# Effexor Withdrawal Questions



## unidlehands (Nov 15, 2004)

*Amount of weeks before Effexor related side-effects receded after stopping use of the medication*​
<1 week00.00%1-2 weeks00.00%3-4 weeks1100.00%5-6 weeks00.00%7-8 weeks00.00%>9 weeks00.00%


----------



## unidlehands (Nov 15, 2004)

I have now successfully stopped taking Effexor, now upto 60 hours since the last 17.75mg tablet, only side-effect being slight dizziness but this is no worse than you would experience if you had the flu.

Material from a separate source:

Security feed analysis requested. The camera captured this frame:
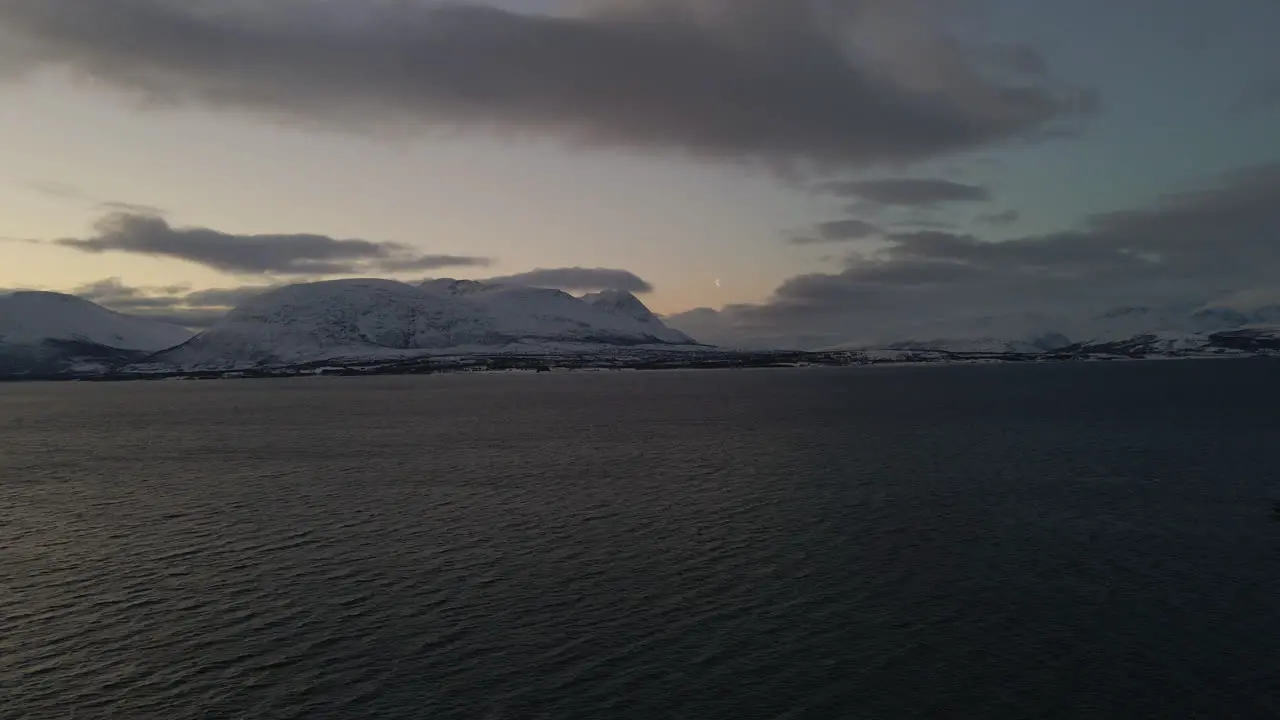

I just have a couple of questions to ask anyone else who has successfully quit Effexor:

- Effexor has caused various problems with my vision, therefore I was wondering if anyone else experienced vision problems on the medication and how long it took for them to recede after finishing the medication

- I have definately noticed an increased heart rate whilst on this medication, so I was wondering how long it is likely to take for my heart rate and blood pressure (also slightly raised on the medication) to return to normal

Other than that, everything is going great, just don't be afraid to use this medication, it really does help, and equally the withdrawal effects are really not that bad if you taper correctly.

Graham...


----------



## dreamcatcher (Sep 23, 2004)

glad things are going well for you gray.....i've never been on that medication so can't answer your questions but am cutting down on mine at the present and keep having some unpleasant head zaps but i presume its all par of the course......nice to see you post again and i hope things continue to improve for you


----------